• Can Emerging Contaminants Be Removed?

Water/Wastewater

Can Emerging Contaminants Be Removed?

Jul 25 2022

The concept of emerging contaminants was perhaps born in the early 1960s, when an American marine biologist named Rachel Carson questioned the safety of using DDT as a pesticide over a prolonged period of time. While her points were rubbished at the time, it was later discovered that the substance did in fact hold catastrophic consequences for biodiversity and was subsequently banned.

In the decades that have followed, the scientific community has turned an ever greater focus onto the subject of emerging contaminants or contaminants of emerging concern (CECs). With so many chemicals in use in our society today, identifying, monitoring and removing these substances from the environment involves a great many challenges. We’ll take a closer look at the main issues below.

The challenges posed by CECs

Emerging contaminants are such a thorn in the side of the scientific and environmental communities because they encompass such a lengthy list of chemicals – potentially tens of thousands long – and more new synthetic compounds are being created and released into the environment all the time. As such, monitoring and quantifying all of them is a nigh-on impossible task.

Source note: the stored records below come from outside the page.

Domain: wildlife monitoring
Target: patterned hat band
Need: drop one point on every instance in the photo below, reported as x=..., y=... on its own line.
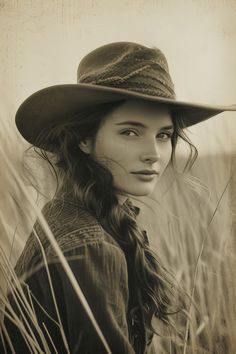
x=143, y=70
x=113, y=72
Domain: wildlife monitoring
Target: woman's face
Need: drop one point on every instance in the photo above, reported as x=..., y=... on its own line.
x=134, y=143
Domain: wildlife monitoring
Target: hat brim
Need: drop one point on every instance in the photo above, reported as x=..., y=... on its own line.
x=58, y=103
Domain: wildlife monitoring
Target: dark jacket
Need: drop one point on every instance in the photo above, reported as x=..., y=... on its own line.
x=100, y=266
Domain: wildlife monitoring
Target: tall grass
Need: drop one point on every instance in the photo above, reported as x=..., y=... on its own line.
x=192, y=229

What’s more, conventional wastewater treatment processes that are employed at the vast majority of plants around the globe are insufficient to deal with such substances. As a result, many CECs can simply pass through wastewater plants unscathed, after which they are free to infiltrate and bioaccumulate in whichever environment they end up in.

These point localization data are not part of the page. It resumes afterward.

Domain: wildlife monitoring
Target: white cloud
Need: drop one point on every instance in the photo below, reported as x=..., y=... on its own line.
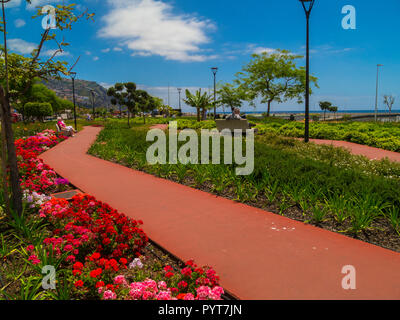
x=50, y=52
x=105, y=84
x=38, y=3
x=19, y=23
x=259, y=50
x=21, y=46
x=26, y=48
x=12, y=4
x=150, y=27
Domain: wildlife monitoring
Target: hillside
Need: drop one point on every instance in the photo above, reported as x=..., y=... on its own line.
x=63, y=89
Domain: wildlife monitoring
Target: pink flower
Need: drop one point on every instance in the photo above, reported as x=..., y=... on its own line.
x=120, y=280
x=147, y=295
x=203, y=292
x=163, y=295
x=34, y=259
x=189, y=296
x=109, y=295
x=162, y=285
x=71, y=258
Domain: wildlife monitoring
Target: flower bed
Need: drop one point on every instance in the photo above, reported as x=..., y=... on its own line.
x=98, y=250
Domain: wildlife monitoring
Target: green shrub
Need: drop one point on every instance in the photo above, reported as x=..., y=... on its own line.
x=38, y=110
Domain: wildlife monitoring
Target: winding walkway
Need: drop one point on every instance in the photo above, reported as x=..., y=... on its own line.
x=258, y=255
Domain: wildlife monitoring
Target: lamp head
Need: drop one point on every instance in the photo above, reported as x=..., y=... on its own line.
x=307, y=5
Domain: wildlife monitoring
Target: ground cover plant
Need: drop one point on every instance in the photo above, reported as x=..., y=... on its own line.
x=380, y=135
x=97, y=252
x=321, y=185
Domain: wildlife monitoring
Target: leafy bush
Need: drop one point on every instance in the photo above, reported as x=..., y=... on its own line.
x=38, y=110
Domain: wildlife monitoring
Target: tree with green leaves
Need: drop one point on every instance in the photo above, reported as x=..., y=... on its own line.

Is it possible to remove CECs from wastewater?

Having said that, new avenues of scientific research have yielded positive results. The advent of digital measurement in water and wastewater treatment has allowed for continuous and more accurate quantification of CEC concentration in sample sites. Meanwhile, the development of techniques such as adsorption have proven effective in removing CECs from wastewater effluent.

Nonetheless, different contaminants require different approaches. This means that the costs and practicalities of implementing comprehensive removal systems at a wastewater treatment plant are, for most companies and even for most countries, prohibitive. The fact that new chemicals are entering the marketplace each year only moves the goalposts further, resulting in a situation whereby it’s extremely difficult to remove CECs from the environment once present.

What can be done?

As well as installing effective CEC removal mechanisms in as many sites as possible, it’s also possible to target contaminants at their source. That means minimising the risk of them infiltrating the environment in the first place, either by prohibiting their use in certain products or implementing protocols aimed at ensuring they are not allowed to leach into the natural world.

Of course, the sheer range of chemicals at play mean that this type of approach is never going to be 100% effective. As such, all we can do is pursue more rigorous research into the ill-effects of these substances, as well as further our analytical capabilities in measuring their concentrations. Armed with that knowledge, we may be in a better position to proceed in the future.